22Then David said to Ornan, Grant me the place of this threshingfloor, that I may build an Altar therein unto the LORD: you shall grant it me for the full price: that the plague may be stayed from the people.

23And Ornan said unto David, Take it to you, and let my lord the king do that which is good in his eyes: lo, I give you the oxen also for Burnt Offerings, and the threshing instruments for wood, and the wheat for the Meat Offering; I give it all (it seems that this Jebusite was very well acquainted with the various Offerings of Israel).

24And king David said to Ornan, No; but I will verily buy it for the full price: for I will not take that which is yours for the LORD, nor offer Burnt Offerings without cost (sin can never be atoned for without the full price of the Blood of Calvary; the problem with the Church is bloodless altars and a cross-less salvation; in fact, such do not exist; man cannot be redeemed by half measures; as stated, it has to be the full price the Precious shed Blood of the Lord Jesus Christ [Jn. 3:16]).

25So David gave to Ornan for the place six hundred shekels of gold by weight (about $60,000 in 2004 money).

26And David built there an Altar unto the LORD, and offered Burnt Offerings and Peace Offerings, and called upon the LORD; and He answered him from Heaven by fire upon the Altar of Burnt Offering. (The lightning coming from Heaven and striking the Sacrifice is a picture of Gods Judgment on sin the Judgment, we may quickly add, that should have fallen on David, and on us, for that matter, but, instead, fell upon Christ. The choice belongs to man!

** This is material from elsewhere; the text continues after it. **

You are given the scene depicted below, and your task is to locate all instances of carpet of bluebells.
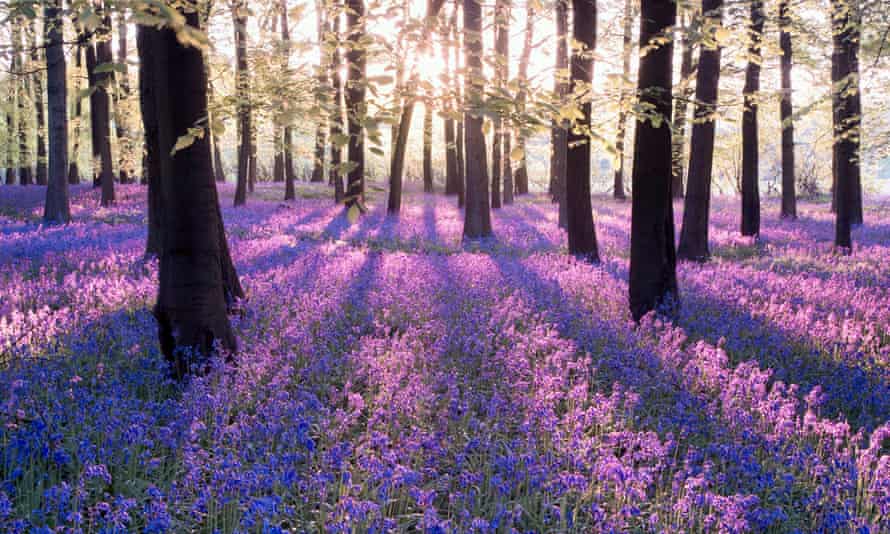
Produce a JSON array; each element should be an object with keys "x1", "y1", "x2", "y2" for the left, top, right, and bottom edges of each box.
[{"x1": 1, "y1": 183, "x2": 889, "y2": 533}]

Man can accept the Judgment that fell on Christ, and do so by accepting Christ, which sets the sinner free. Or he can rebel against Christ, and suffer the lightning-strike of Judgment upon himself. There is no alternative!).

27And the LORD commanded the Angel; and he put up his sword again into the sheath thereof (the only thing that stands between Judgment of the entirety of this planet and God Almighty is the Cross of Christ).

28At that time when David saw that the LORD had answered him in the threshingfloor of Ornan the Jebusite, then he sacrificed there (Verses 28-29 proclaim to us that the Lord told David that this site would now become the site of the Temple, soon to be constructed).

29For the Tabernacle of the LORD, which Moses made in the wilderness, and the Altar of the Burnt Offering, were at that season in the high place at Gibeon (about 5 miles northwest of Jerusalem).

30But David could not go before it to enquire of God: for he was afraid because of the sword of the Angel of the LORD (the Tabernacle represented the Law, but Grace and Truth came by Jesus Christ [Jn. 1:17]).